Nota per la sua gigantesca cupola, apice dell'architettura bizantina, fu terminata nel 537.

Storia

Mosaico raffigurante Costantino IX e sua moglie Zoe ai lati di Cristo Pantocratore

Il primo edificio viene iniziato da Costantino I come cattedrale della nuova capitale, ma alla morte dell'Imperatore nel 337, la chiesa era ancora in costruzione, venendo consacrata solo nel 360, al tempo di Costanzo II, dal patriarca Eudossio.[1] Dopo un incendio fu riedificata da Teodosio II, e riconsacrata nel 415. Di nuovo incendiata in seguito alla rivolta di Nika, scoppiata contro l'imperatore Giustiniano I nel 532, venne in seguito ricostruita in forme ancora più grandiose dallo stesso Giustiniano. Della basilica teodosiana sussiste ancora un piccolo edificio circolare laterale, la sacrestia.

L'imperatore stesso ne predispose la ricostruzione (probabilmente con l'intento di espiare il massacro dei 30.000 caduti nella rivolta, e per dare un segnale di stabilità e sicurezza dello stato), con un progetto ancor più magnificente sotto la direzione degli architetti Antemio di Tralle e Isidoro di Mileto, il vecchio. A detta delle fonti i due architetti erano particolarmente versati nelle scienze matematiche e nella geometria; ottimi teorici, sembra avessero comunque scarsa esperienza sul campo, e pare che talvolta l'imperatore stesso suggerì la soluzione di problemi pratici incontrati. I lavori, iniziati nel 532, furono portati avanti con grande rapidità, con maestranze dei principali centri dell'impero e materiali ornamentali e marmi provenienti anche da regioni molto lontane. Già il 27 dicembre 537 avvenne la consacrazione della chiesa in presenza dell'imperatore, che in tale occasione avrebbe detto: "Gloria a Dio che mi ha fatto degno di questo! Ti ho superato, oh Salomone!".[2]

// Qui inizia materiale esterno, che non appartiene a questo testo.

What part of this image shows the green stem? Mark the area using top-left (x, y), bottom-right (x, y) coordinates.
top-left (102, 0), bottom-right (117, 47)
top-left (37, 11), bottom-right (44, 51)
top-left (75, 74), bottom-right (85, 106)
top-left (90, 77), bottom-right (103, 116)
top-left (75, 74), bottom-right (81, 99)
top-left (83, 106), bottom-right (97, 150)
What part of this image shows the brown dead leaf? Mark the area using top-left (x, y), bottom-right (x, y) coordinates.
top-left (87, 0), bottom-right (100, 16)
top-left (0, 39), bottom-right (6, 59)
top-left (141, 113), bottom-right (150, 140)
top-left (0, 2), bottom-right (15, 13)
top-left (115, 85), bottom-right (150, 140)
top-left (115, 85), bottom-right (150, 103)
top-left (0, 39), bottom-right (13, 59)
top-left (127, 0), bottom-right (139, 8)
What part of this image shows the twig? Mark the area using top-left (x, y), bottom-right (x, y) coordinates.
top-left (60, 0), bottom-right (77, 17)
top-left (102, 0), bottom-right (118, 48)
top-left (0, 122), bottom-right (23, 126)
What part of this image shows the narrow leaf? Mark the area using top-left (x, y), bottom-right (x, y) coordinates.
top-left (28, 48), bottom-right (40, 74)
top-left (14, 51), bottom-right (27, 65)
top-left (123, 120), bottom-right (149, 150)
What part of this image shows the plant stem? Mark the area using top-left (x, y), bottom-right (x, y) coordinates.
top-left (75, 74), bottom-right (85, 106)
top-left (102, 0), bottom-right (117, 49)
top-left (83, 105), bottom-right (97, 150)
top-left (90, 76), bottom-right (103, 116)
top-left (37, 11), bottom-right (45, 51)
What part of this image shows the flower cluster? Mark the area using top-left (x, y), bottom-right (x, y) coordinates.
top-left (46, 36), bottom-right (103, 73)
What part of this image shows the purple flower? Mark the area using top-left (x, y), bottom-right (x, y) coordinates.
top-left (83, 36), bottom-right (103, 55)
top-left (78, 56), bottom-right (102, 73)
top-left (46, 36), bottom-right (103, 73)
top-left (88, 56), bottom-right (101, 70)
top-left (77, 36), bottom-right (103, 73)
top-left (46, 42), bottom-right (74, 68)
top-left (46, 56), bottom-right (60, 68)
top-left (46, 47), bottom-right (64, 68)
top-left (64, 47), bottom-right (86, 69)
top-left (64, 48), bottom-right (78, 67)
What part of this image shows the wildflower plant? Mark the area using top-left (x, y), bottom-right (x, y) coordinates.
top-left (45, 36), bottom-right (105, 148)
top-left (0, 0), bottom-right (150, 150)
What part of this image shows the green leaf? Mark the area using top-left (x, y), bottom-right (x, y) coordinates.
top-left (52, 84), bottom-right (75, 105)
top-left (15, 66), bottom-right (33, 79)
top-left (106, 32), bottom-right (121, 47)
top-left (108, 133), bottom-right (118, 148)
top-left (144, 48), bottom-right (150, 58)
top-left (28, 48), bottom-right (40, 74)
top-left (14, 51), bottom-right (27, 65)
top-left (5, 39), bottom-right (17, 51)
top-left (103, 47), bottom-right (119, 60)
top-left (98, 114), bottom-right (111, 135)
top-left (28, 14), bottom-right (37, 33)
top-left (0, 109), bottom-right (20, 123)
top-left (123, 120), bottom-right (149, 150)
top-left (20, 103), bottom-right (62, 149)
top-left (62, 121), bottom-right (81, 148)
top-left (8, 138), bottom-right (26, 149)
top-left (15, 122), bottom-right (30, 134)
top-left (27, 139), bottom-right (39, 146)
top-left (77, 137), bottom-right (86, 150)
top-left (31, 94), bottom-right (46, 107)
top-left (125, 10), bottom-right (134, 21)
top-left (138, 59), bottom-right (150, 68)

I pilastri di sostegno della cupola argentea, tuttavia, non erano sufficientemente robusti per sostenere il peso della cupola di 31 metri di diametro. Già lesionati durante la costruzione, furono ulteriormente indeboliti dai terremoti del 553 e 557.

Malgrado alcuni interventi di consolidamento, parte della cupola crollò una prima volta il 7 maggio 558 in seguito ad un terremoto. La chiesa venne riaperta al culto nel 563, dopo la costruzione di una nuova cupola più leggera e rialzata di circa 6 metri per distribuirne meglio il carico, aumentando le spinte verticali e diminuendo quelle orizzontali verso i muri di sostegno; i lavori furono diretti da Isidoro il Giovane, figlio di uno degli architetti originari. La cupola fu ricostruita in seguito altre due volte, nel X e nel XIV secolo dopo altrettanti crolli. La struttura fu inoltre consolidata con la costruzione di quattro alette-contrafforti ai lati, che racchiudono le scale interne.

Durante la Quarta crociata, con la presa di Costantinopoli nel 1203, l'Hagia Sophia venne saccheggiata e numerose reliquie, fra cui la Sacra Sindone, una pietra della tomba di Cristo, il latte della Vergine Maria e le ossa di numerosi santi vennero trafugate. La chiesa fu convertita in luogo di culto cattolico, fino alla riconquista nel 1261 da parte dei Bizantini, che la ritrovarono ormai in rovina e la chiusero in seguito a nuovi crolli, fino a quando non fu nuovamente restaurata dagli architetti Astras e Peralta.

Dopo la conquista di Costantinopoli da parte dei Turchi (29 maggio 1453), l'Hagia Sophia fu trasformata in moschea e vi furono aggiunti i minareti, che sono ancora agli angoli. Furono allo stesso tempo tolti l'altare e le immagini sacre, mentre i mosaici parietali furono fortunatamente intonacati.

Nel 1847 il sultano Abdul Mejid I ne affidò il restauro a Gaspare Fossati (che produsse numerosi disegni ed acquerelli sui lavori svolti), che portò alla luce diverse immagini nelle gallerie e nel timpano.

È stata infine adibita a museo nel 1934, su decisione del primo presidente della Repubblica turca Mustafa Kemal Atatürk. Nel 1935 gli scavi hanno riportato alla luce un grande portico antistante costruito da Teodosio II, decorato da una cornice maestosa e con un particolare del fregio, un agnello raffigurato con la coda a terminazione ingrossata, elemento orientale non riscontrato nelle decorazioni occidentali. Sempre durante i lavori di recupero di questi anni, furono scoperti i mosaici e i pavimenti in marmo, in precednenza coperti da tappeti.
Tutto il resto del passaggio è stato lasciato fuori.